The annular solar eclipse is a kind of partial solar eclipse where the moon is farthest away from the Earth.

Skygazers will get a chance to see something rare this Sunday, on June 21, as an annular solar eclipse will be gracing our skies. A characteristic "ring of fire" will be visible, instead of the sun, as the moon will be passing between the Earth and the sun. It won't be close enough to our planet to completely obscure the sun's light. This solar eclipse occurs every year or two, and it can only be seen from a narrow pathway across the planet, according to the Guardian

This solar eclipse is also going to coincide with the summer solstice, the longest day of the year in the northern hemisphere. This takes place when Earth's north pole is tilted directly toward the sun. If you are an enthusiast and want to be able to see this eclipse, you will be in luck if you are in west Africa, the Arabian peninsula, India, and southern China.

This is also going to be the shortest and deepest annular solar eclipse of 2020, as per Travel + Leisure. It takes place when the moon is furthest away from Earth on its elliptical orbit. To ensure that your eyes are safe, wear Solar eclipse glasses to avoid the threat of blindness. It can be quite dangerous to see it without being prepared.

The entire sequence of the 2019 annular solar eclipse from start to finish | Source: Getty Images | Photo by Goh Keng Cheong

The moment the dramatic "ring of fire" becomes visible will be at the time of maximum eclipse. It will take place at 2:40 a.m. EDT (0640 GMT) Sunday, June 21, when the moon crosses into the center of the sphere of the sun, from Earth's perspective. It begins at 11:45 p.m. EDT Saturday, June 20 (0345 GMT Sunday) and ends at 5:34 a.m. EDT (1034 GMT) June 20, according to NASA. The eclipse is also set to happen a few hours after the moon enters the "new moon" phase. 
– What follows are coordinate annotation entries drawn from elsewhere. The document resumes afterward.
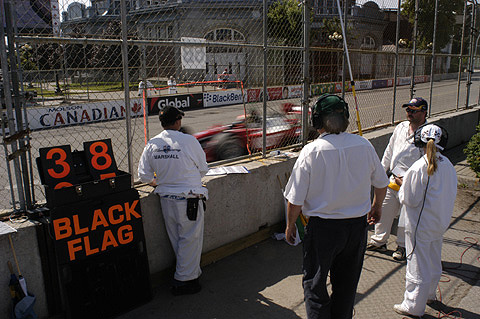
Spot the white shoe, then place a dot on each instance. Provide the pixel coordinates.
(400, 309)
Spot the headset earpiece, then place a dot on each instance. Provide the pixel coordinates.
(317, 111)
(417, 139)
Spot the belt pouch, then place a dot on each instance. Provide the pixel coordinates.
(192, 208)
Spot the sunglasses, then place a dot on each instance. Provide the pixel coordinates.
(412, 111)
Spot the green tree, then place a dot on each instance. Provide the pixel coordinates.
(27, 57)
(285, 22)
(447, 9)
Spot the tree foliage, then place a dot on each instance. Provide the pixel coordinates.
(472, 150)
(447, 10)
(285, 22)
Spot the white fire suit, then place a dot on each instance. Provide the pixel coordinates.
(400, 154)
(176, 161)
(428, 205)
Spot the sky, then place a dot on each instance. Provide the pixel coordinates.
(381, 3)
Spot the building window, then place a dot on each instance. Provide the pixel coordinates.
(368, 43)
(224, 35)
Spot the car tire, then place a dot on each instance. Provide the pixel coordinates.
(228, 146)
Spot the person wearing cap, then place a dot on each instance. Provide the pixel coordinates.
(399, 155)
(174, 163)
(331, 184)
(427, 194)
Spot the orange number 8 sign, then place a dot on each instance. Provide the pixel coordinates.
(102, 154)
(60, 162)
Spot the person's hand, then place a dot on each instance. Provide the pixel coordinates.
(290, 234)
(153, 183)
(398, 180)
(374, 215)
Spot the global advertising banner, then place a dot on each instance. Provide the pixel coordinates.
(292, 91)
(222, 98)
(61, 116)
(319, 89)
(379, 84)
(338, 87)
(275, 93)
(186, 101)
(404, 81)
(363, 85)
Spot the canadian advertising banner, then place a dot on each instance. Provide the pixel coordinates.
(66, 115)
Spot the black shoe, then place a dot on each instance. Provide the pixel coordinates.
(185, 287)
(373, 247)
(399, 254)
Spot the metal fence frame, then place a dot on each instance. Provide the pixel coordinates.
(17, 145)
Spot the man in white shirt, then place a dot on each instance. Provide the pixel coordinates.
(399, 155)
(330, 184)
(174, 163)
(428, 196)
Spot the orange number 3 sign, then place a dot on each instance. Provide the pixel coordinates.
(57, 165)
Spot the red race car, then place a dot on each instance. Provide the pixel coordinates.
(230, 141)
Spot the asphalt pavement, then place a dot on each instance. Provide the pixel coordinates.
(264, 280)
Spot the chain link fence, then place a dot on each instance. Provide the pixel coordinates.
(77, 71)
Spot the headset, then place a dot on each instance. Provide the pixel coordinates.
(318, 111)
(417, 140)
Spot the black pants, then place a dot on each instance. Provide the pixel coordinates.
(336, 246)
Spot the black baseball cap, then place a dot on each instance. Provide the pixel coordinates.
(170, 114)
(417, 103)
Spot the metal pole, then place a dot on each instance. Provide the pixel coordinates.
(126, 81)
(461, 53)
(4, 121)
(476, 47)
(395, 71)
(143, 72)
(470, 52)
(414, 57)
(265, 92)
(306, 70)
(18, 109)
(344, 70)
(432, 69)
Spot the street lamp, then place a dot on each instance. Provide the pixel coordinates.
(334, 39)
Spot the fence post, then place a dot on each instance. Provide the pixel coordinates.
(414, 57)
(265, 92)
(126, 80)
(432, 69)
(344, 55)
(24, 192)
(306, 69)
(461, 53)
(9, 121)
(395, 72)
(470, 53)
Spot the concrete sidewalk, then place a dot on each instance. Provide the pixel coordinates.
(264, 280)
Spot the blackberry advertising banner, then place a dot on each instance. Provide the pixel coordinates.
(186, 101)
(223, 98)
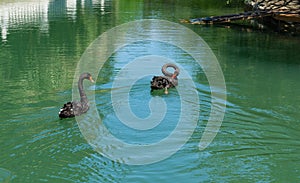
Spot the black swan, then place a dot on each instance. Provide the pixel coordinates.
(76, 108)
(168, 81)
"The annular eclipse is visible from about 2% of the Earth’s surface," Florent Delefie, an astronomer and the Paris Observatory, told the Guardian. "It’s a bit like switching from a 500-watt to a 30-watt light bulb."

Being able to see it is also a matter of weather. "Good weather is the key to successful eclipse viewing," said the astrophysicist Fred Espenak. "Better to see a shorter eclipse from clear sky than a longer eclipse under clouds."
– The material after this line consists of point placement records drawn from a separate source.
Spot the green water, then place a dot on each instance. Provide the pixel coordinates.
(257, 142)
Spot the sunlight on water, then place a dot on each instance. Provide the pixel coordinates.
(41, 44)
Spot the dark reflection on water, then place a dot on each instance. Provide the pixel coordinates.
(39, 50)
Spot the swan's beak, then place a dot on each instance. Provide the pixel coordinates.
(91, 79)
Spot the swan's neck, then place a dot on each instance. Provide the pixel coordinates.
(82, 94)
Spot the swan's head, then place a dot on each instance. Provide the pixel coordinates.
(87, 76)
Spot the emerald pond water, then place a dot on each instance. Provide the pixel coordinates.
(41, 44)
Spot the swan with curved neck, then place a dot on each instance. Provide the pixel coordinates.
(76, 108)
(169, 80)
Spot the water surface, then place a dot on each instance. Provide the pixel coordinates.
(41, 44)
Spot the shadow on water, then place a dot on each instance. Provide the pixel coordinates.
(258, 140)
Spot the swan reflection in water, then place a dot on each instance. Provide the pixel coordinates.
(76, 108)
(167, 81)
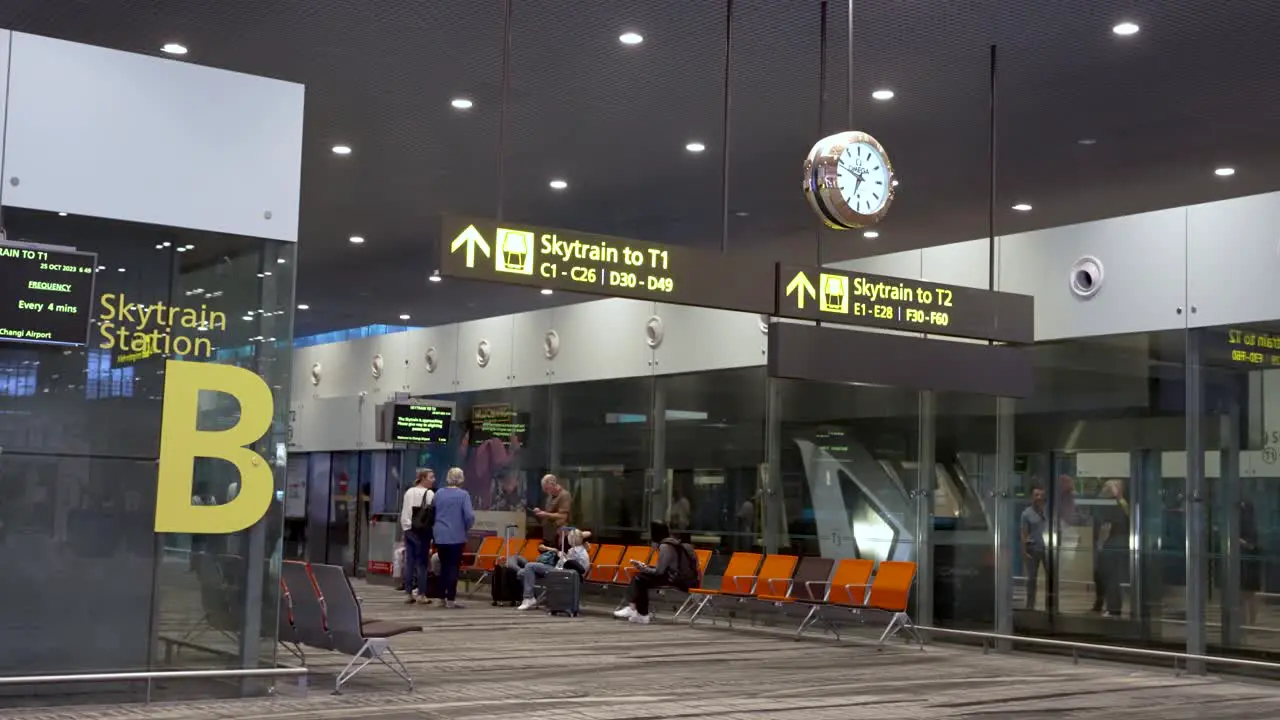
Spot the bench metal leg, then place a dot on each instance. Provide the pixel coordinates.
(375, 648)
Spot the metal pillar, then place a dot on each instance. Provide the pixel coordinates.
(1193, 509)
(1005, 523)
(1229, 525)
(926, 479)
(771, 481)
(658, 425)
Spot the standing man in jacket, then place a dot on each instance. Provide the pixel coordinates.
(417, 541)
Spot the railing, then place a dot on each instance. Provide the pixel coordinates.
(154, 675)
(1075, 647)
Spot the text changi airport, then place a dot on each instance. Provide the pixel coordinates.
(149, 329)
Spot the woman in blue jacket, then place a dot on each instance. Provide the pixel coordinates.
(453, 519)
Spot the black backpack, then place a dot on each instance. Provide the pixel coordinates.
(685, 574)
(424, 518)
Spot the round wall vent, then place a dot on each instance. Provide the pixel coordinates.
(1087, 277)
(653, 331)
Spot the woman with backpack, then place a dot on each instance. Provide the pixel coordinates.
(676, 568)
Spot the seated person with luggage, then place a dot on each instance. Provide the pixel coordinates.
(574, 556)
(676, 568)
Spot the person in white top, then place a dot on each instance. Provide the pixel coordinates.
(417, 542)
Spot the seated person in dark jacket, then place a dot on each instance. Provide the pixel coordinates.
(677, 568)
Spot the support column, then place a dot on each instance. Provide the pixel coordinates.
(1005, 523)
(1193, 505)
(658, 479)
(926, 479)
(1229, 525)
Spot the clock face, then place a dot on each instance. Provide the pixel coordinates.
(862, 177)
(849, 181)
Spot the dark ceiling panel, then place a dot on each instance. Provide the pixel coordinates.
(1197, 87)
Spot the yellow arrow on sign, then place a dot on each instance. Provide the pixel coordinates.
(470, 238)
(801, 286)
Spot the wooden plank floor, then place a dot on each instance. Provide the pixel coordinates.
(498, 664)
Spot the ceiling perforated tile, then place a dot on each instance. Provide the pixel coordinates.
(1200, 86)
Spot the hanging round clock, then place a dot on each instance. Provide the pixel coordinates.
(849, 181)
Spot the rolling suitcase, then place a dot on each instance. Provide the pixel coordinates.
(563, 592)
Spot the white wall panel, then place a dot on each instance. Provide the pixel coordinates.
(444, 341)
(1233, 255)
(700, 338)
(497, 373)
(1144, 263)
(5, 39)
(529, 364)
(602, 340)
(960, 263)
(115, 135)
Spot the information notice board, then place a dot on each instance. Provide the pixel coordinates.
(45, 294)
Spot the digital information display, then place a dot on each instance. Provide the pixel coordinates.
(900, 304)
(499, 420)
(576, 261)
(420, 424)
(1253, 349)
(45, 294)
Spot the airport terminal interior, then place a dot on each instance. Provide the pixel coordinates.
(922, 359)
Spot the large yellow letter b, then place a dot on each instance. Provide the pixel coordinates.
(181, 443)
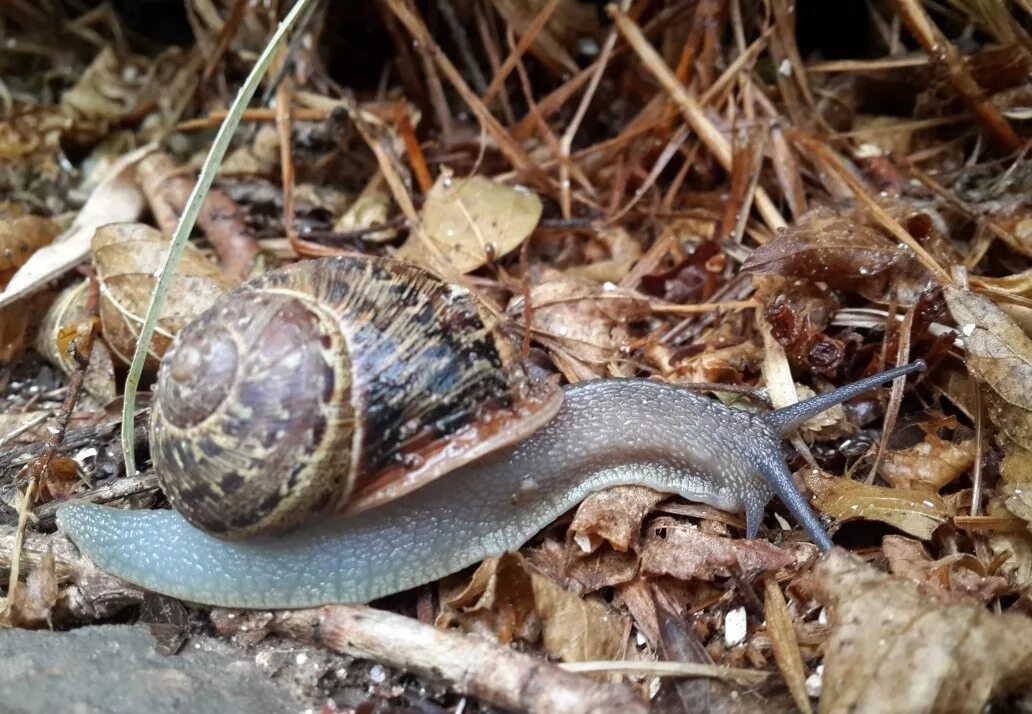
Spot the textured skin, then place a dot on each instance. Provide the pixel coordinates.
(608, 432)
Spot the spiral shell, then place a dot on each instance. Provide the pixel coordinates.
(332, 385)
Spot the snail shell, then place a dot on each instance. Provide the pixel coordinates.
(332, 385)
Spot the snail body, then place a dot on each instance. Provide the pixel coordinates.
(473, 469)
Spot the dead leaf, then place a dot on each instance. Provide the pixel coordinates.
(127, 257)
(18, 324)
(999, 354)
(505, 593)
(23, 235)
(783, 643)
(588, 321)
(63, 322)
(687, 553)
(621, 252)
(567, 563)
(914, 512)
(894, 649)
(35, 598)
(472, 222)
(117, 198)
(960, 578)
(933, 462)
(614, 516)
(574, 627)
(846, 250)
(10, 423)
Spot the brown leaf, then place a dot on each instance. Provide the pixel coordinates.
(782, 635)
(127, 256)
(999, 353)
(960, 578)
(62, 324)
(614, 516)
(687, 553)
(35, 598)
(914, 512)
(566, 563)
(933, 462)
(23, 235)
(589, 322)
(848, 251)
(893, 649)
(575, 628)
(622, 253)
(508, 596)
(471, 222)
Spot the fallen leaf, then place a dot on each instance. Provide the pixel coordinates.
(575, 570)
(63, 323)
(117, 198)
(933, 462)
(847, 250)
(614, 516)
(471, 222)
(587, 321)
(999, 354)
(783, 643)
(687, 553)
(127, 257)
(914, 512)
(506, 591)
(23, 235)
(960, 577)
(33, 604)
(894, 649)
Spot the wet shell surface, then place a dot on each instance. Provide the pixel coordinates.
(328, 386)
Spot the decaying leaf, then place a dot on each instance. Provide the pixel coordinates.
(63, 323)
(18, 324)
(960, 577)
(21, 236)
(917, 512)
(472, 222)
(34, 601)
(614, 516)
(895, 649)
(505, 593)
(848, 251)
(621, 253)
(115, 199)
(127, 256)
(933, 462)
(687, 553)
(567, 563)
(1016, 483)
(588, 321)
(1000, 355)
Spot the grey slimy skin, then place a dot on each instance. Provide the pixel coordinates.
(608, 432)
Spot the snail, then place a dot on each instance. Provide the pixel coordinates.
(346, 428)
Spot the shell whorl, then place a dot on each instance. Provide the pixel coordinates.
(307, 388)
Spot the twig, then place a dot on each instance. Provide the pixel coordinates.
(82, 347)
(944, 54)
(512, 151)
(517, 52)
(119, 488)
(667, 669)
(860, 191)
(186, 226)
(471, 666)
(690, 108)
Source: Getty Images | Photo by NASA

The annular solar eclipse will be visible in these countries at sunrise: the Republic of the Congo and the Democratic Republic of the Congo, then as a higher-in-the-sky spectacle in South Sudan, Ethiopia, Eritrea, Yemen, Oman, Pakistan, India, Tibet, China, and Taiwan. You can watch it online here.

It is also going to bring an energy shift as we delve deeper into ourselves during this period. Eclipses are considered to be catalysts of change, so if you are experiencing multiple emotions right about now, don't get scared by it. This is just going to help us prepare for the greater changes ahead, as per Universal Life Tools. The effects of this shift might be felt within us for a long time to come. 
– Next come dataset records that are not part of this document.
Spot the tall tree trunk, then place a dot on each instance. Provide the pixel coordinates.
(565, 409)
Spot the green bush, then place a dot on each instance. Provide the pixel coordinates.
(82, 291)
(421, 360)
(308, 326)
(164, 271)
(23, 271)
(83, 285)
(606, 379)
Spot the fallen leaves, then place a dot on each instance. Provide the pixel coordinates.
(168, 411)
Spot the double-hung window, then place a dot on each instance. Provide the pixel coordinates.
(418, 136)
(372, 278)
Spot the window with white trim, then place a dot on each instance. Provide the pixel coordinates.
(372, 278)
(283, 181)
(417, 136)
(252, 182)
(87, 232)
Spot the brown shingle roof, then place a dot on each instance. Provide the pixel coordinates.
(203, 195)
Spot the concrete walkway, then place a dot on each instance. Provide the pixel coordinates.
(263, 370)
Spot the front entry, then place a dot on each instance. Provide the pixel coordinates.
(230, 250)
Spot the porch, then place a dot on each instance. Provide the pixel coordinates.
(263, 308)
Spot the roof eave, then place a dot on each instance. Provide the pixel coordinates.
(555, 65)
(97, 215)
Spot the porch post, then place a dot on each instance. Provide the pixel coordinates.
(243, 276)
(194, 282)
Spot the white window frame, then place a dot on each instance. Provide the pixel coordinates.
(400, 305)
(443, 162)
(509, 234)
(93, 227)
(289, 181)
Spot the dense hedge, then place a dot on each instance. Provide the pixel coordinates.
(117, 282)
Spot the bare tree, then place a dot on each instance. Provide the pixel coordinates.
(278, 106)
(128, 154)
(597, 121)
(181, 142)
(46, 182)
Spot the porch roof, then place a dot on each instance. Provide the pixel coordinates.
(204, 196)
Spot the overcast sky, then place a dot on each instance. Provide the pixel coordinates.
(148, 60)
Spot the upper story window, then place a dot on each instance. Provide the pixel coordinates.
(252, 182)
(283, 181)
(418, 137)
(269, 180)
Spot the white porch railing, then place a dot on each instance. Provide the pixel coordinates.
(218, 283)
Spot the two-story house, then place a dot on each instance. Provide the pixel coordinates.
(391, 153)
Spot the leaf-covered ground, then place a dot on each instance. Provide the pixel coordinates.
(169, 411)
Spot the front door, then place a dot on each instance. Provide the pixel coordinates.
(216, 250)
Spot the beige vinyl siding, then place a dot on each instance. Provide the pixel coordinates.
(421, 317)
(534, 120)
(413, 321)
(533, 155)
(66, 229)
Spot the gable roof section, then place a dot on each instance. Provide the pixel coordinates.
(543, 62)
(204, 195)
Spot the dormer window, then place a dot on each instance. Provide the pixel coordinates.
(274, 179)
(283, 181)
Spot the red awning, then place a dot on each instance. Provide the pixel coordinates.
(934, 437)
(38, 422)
You could experience a stronger pull towards spending some quality time with yourself. It is time for self-care and to rejoice and acknowledge yourself completely. You might find yourself wanting to spend more time at home and with your family. Either others will be making efforts to take care of you or you would be going the extra mile for your loved ones.

It's a beautiful time to just let the heart open and be vulnerable. You will feel accepted by the people who love you. 

Source: Getty Images | Photo by Getty Images

This is not the only solar eclipse this year but we will have to wait for another six months for the next one. It will take place over South America on December 14 but because the moon will be a bit closer to Earth it will be a complete solar eclipse. The moon will take less than 100 minutes to move across the continent.